Política de preços da Petrobras: o governo tem culpa na alta dos combustíveis?
Fernando Frazão/Agência Brasil

Com o aumento de quase 9% no preço do diesel nas refinarias, o valor cobrado pela Petrobrás permanece em desequilíbrio desde o governo Temer, que alterou a política de preços da estatal. No primeiro semestre deste ano, a empresa atingiu um lucro líquido recorde de R$ 44,56 bilhões, ao mesmo tempo em que a população brasileira enfrenta a diminuição de seu poder de compra nos postos de combustíveis. Embora o presidente Jair Bolsonaro (PL) tenha chamado a margem de lucro da estatal de “absurda” durante uma de suas lives no Facebook, realizada em 05 de maio, ele omitiu a informação de que o governo federal é um dos principais acionistas da companhia petrolífera.

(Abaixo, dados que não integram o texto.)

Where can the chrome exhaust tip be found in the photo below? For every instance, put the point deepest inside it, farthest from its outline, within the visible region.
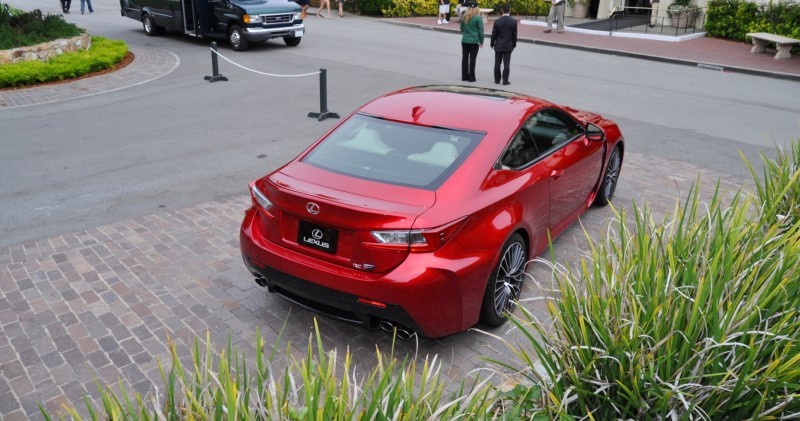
(400, 331)
(386, 326)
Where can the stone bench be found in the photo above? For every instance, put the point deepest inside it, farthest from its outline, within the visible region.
(784, 44)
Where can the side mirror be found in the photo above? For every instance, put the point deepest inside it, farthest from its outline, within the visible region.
(594, 133)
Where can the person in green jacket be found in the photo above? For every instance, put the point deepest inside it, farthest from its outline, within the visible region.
(471, 40)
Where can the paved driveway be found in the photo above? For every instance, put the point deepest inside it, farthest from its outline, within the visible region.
(103, 303)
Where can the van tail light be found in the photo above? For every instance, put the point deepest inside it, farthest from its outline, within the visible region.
(416, 241)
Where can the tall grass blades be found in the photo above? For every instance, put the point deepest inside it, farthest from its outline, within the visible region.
(320, 386)
(693, 317)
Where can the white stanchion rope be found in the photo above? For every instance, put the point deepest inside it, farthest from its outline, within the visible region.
(261, 73)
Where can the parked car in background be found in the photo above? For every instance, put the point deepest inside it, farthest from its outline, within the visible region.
(420, 211)
(241, 22)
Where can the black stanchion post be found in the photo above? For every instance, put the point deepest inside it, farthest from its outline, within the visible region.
(323, 99)
(214, 66)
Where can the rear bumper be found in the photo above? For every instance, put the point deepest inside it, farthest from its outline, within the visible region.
(263, 34)
(431, 295)
(330, 302)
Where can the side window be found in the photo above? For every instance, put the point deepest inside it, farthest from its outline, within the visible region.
(521, 151)
(551, 128)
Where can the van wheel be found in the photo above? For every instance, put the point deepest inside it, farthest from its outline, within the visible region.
(292, 41)
(150, 27)
(236, 38)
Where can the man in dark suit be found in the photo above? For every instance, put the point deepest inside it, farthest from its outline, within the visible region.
(504, 39)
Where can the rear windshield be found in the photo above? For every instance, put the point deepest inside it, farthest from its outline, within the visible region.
(396, 153)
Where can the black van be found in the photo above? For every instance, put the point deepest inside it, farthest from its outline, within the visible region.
(239, 21)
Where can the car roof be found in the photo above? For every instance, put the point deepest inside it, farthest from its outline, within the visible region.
(454, 106)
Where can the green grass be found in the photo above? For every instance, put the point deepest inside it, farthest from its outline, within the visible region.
(323, 385)
(696, 316)
(31, 28)
(103, 54)
(693, 317)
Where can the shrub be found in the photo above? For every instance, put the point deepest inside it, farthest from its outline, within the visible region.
(33, 28)
(696, 317)
(730, 19)
(371, 7)
(733, 19)
(405, 8)
(103, 54)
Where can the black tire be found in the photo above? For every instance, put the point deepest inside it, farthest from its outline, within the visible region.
(150, 27)
(608, 186)
(236, 38)
(505, 283)
(292, 41)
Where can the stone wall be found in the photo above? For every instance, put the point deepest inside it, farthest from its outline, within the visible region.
(46, 50)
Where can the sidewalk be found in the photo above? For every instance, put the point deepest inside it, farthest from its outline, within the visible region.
(713, 53)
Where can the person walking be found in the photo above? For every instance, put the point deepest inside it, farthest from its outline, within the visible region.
(89, 3)
(503, 41)
(444, 11)
(653, 13)
(322, 5)
(303, 7)
(471, 40)
(557, 13)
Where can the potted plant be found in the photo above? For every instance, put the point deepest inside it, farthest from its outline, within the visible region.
(682, 13)
(580, 8)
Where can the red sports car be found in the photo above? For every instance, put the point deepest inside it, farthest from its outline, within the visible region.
(419, 211)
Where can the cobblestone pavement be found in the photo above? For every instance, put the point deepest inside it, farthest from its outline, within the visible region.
(148, 64)
(102, 304)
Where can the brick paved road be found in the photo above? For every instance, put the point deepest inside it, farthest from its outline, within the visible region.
(101, 304)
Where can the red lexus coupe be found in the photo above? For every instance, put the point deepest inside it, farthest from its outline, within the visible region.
(419, 211)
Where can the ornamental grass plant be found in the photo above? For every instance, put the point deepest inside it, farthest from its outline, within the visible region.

Prova disso são os próprios relatórios fiscais da Petrobras, os quais mostram que a estatal já injetou R$ 447 bilhões nos cofres federais entre o início do governo Bolsonaro até março deste ano, considerando o pagamento de dividendos, impostos e royalties. Nesse sentido, o governo Bolsonaro permanece beneficiado pela alta de preços da Petrobras, que registrou o maior lucro líquido no primeiro trimestre no mundo, segundo levantamento da empresa Economática. Com lucro líquido de US$ 9,405 bilhões, a estatal brasileira ganhou quase o dobro dos US$ 5,480 bilhões registrados pela americana ExxonMobil, maior petroleira do mundo em valor de mercado.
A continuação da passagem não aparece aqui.